Ele escreveu textos seminais sobre os artistas Clyfford Still e Mark Rothko, em um estilo sem jargões que lhe rendeu leitores muito além do mundo da arte.

O historiador de arte David Anfam, especialista em expressionismo abstrato, falou em uma prévia para a imprensa de uma exposição de Jackson Pollock no Deutsche Bank KunstHalle em Berlim em 2015. (Crédito da fotografia: cortesia Adam Berry/Getty Images)

 

 

 

David Anfam (nasceu em 12 de maio de 1955, em Londres – faleceu em 21 de agosto de 2024, em Londres), foi historiador de arte britânico aclamado como um dos maiores especialistas mundiais no movimento expressionista abstrato e autor de obras seminais sobre os pintores Clyfford Still (1904 – 1980) e Mark Rothko.

Depois de trabalhar horas extras por anos como professor em universidades ao redor de Londres, o Dr. Anfam ganhou destaque em 1990 com um livro relativamente pequeno, mas extremamente influente, chamado simplesmente de “Expressionismo Abstrato”.

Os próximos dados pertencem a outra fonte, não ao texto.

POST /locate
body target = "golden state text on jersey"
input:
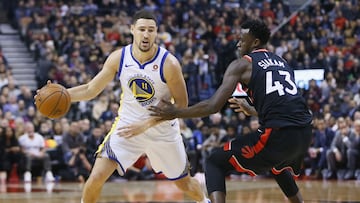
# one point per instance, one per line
(142, 87)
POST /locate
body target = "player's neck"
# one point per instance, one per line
(143, 57)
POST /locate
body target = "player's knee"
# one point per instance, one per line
(215, 156)
(96, 178)
(184, 184)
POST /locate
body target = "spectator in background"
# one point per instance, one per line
(353, 152)
(336, 156)
(33, 148)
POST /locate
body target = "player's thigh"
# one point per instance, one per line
(169, 158)
(102, 169)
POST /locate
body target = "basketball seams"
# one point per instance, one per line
(46, 98)
(54, 101)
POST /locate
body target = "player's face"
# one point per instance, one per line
(246, 42)
(144, 32)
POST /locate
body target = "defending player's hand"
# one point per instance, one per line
(166, 111)
(240, 105)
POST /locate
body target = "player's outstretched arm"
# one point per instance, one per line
(241, 105)
(236, 72)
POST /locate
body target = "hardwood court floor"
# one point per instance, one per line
(244, 191)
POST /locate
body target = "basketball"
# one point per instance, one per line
(53, 101)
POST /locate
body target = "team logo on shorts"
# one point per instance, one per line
(142, 89)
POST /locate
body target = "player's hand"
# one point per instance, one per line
(38, 90)
(167, 110)
(240, 105)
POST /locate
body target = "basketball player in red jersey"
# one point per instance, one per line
(285, 120)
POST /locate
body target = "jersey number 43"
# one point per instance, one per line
(277, 85)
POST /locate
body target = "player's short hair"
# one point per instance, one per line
(144, 14)
(258, 29)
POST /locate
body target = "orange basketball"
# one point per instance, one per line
(53, 101)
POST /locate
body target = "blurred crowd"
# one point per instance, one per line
(70, 41)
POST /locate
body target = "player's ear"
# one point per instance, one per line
(132, 29)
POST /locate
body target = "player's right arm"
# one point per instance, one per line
(99, 82)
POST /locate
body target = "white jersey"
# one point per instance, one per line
(144, 85)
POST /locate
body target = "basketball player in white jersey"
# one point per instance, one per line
(147, 73)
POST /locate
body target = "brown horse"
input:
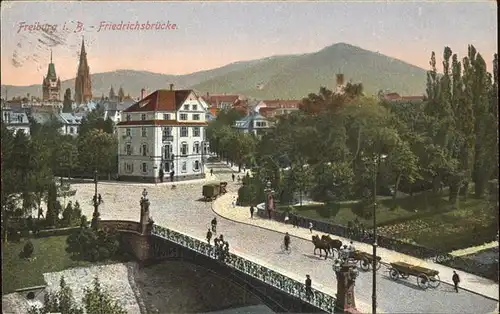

Nessa obra e ao longo de sua carreira, ele contestou a ideia corrente de que a abstração severa de artistas como Still e Rothko havia surgido exclusivamente de movimentos modernistas anteriores, como o surrealismo e o cubismo. Em vez disso, argumentou, eles se inspiravam em um conjunto mais amplo e antigo de inspirações — Rothko, nos mestres holandeses; Still, em Paul Cézanne e Vincent van Gogh.

 

 

 

O Dr. David Anfam ganhou destaque em 1990 com um livro relativamente pequeno, mas extremamente influente, chamado simplesmente de “Expressionismo Abstrato”.Crédito...Tâmisa e Hudson

O Dr. David Anfam ganhou destaque em 1990 com um livro relativamente pequeno, mas extremamente influente, chamado simplesmente de “Expressionismo Abstrato”. Crédito…Tâmisa e Hudson

 

 

 

Quando “Expressionismo Abstrato” foi publicado, o Dr. Anfam já havia completado um ano de seu próximo grande projeto: um catálogo raisonné das principais obras de Rothko. Publicado em 1998, o livro abrangeu 830 pinturas de Rothko em cerca de 1.000 páginas, incluindo 400 que eram desconhecidas ou não reconhecidas.

 

O livro consolidou a reputação do Dr. Anfam por pesquisas precisas e persistentes; um quarto de século depois, continua sendo a principal referência para o trabalho de Rothko.

 

 

 

O catálogo raisonné das principais obras de Mark Rothko, publicado em 1998, pelo Sr. David Anfam, consolidou sua reputação de pesquisa persistente e precisa. (Crédito...Imprensa da Universidade de Yale)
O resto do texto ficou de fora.